DFO is a Fortran package for solving general nonlinear optimization problems that have the following characteristics:

- they are relatively small scale (less than 100 variables),
- their objective function is relatively expensive to compute and derivatives of such functions are not available and
- cannot be estimated efficiently.

There also may be some noise in the function evaluation procedures. Such optimization problems arise ,for example, in engineering design, where the objective function evaluation is a simulation package treated as a black box.

### What if I have a constraint function that is expensive to evaluate and whose derivatives are not available?

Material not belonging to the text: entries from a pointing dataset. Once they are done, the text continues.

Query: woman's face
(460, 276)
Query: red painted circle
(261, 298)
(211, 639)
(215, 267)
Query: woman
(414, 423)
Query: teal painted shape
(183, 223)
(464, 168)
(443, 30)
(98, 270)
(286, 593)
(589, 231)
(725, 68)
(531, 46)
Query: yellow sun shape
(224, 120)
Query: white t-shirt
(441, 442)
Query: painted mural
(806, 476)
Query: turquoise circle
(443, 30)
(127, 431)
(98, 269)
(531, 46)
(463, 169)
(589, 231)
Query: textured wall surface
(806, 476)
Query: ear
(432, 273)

A new version of DFO which handles such problems will be available soon. Meanwhile the user can try to put the "difficult" constraint into the objective function with a penalty term and handle the penalty function management themselves externally.

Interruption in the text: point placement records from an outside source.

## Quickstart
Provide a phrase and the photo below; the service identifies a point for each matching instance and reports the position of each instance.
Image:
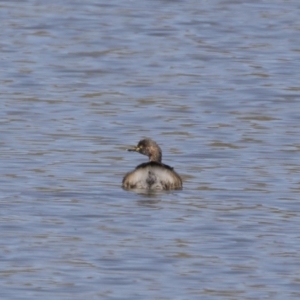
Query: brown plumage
(152, 175)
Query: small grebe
(152, 175)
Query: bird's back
(152, 176)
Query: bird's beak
(136, 149)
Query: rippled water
(215, 83)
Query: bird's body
(152, 175)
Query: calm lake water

### What if the objective function evaluation fails for certain values of the variables?

We refer to such situation as "virtual" constraint; i.e. constraint whose value cannot be computed at all. All the information that is available about such a constraint is whether it is violated or not. The user has an option to return a "fail=true" flag if the objective function cannot be computed at a given point. The user should not assign artificially high values to the objective function at such points because this can seriously affect the efficiency of the algorithm.

### Is it useful to use DFO if the functions are inexpensive to evaluate?

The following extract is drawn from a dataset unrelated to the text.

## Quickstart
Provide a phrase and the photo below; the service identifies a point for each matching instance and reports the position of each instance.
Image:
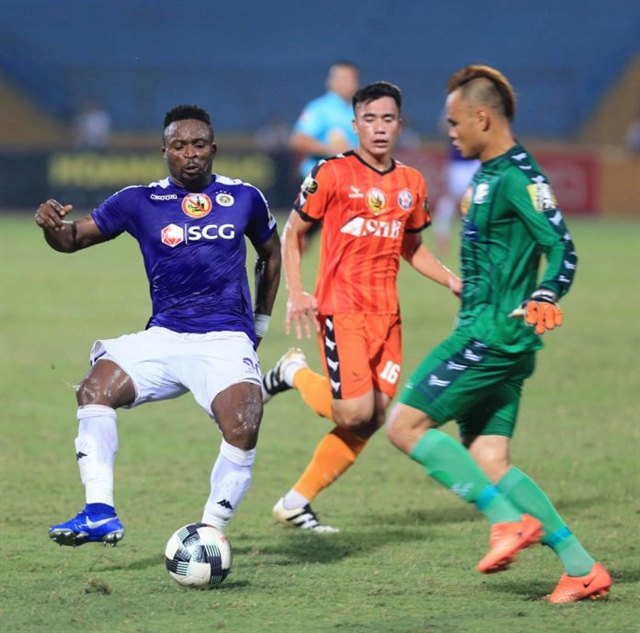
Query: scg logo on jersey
(172, 234)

Yes, but the runs will not be very efficient if the problem size is close to 100 rather than close to 20. A version of DFO for problems with inexpensive function evaluations is under development.

### Does it matter if the underlying problem is essentially smooth or not?

Maybe. The theory behind the algorithm assumes that derivatives exist but are not available. In practise the algorithm can be applied when derivatives do not exist.

### Will DFO find me a global minimum?

Maybe, but the algorithm is designed only to find local minima. In any case the user should run it from a variety of starting points. Because of the general approach the method has a tendency not to converge to "poor" local optima.

### Are there any publications on DFO?

Yes.

- A. R. Conn, K. Scheinberg and Ph.L. Toint, Recent progress in unconstrained nonlinear optimization without derivatives. Mathematical Programming, Vol. 79 (1997), pp. 397 - 414.
- A. R. Conn, K. Scheinberg and Ph.L. Toint, On the convergence of derivative-free methods for unconstrained optimization. Approximation Theory and Optimization: Tributes to M. J. D. Powell , Eds. A. Iserles and M. Buhmann, (1997), pp. 83-108, Cambridge University Press.
- A. R. Conn, K. Scheinberg and Ph.L. Toint, A derivative free optimization algorithm in practice in Proceedings of 7th AIAA/USAF/NASA/ISSMO Symposium on Multidisciplinary Analysis and Optimization, St. Louis, MO, 1998.

### What platforms does DFO run on?

DFO has been tested on:

- AIX V4
- Linux

### What do I need to install DFO?

To run DFO the user needs to have the BLAS routines and the LAPACK routines which are not distributed with the open source. In addition DFO uses a derivative based optimization package to solve a trust region minimization subproblem on every iteration. In theory any general purpose gradient based nonlinear optimization package can be used, if an appropriate interface is provided. Currently there is are interfaces for the FORTRAN 77 package NPSOL and for the C package CFSQP. The user can independently obtain either of these packages or develop their own interface with a different package.

### How do I test if I installed DFO correctly?

There are 7 test problems from the Hock and Schittkowski test set that are provided with DFO. See the README file for instructions on running the tests.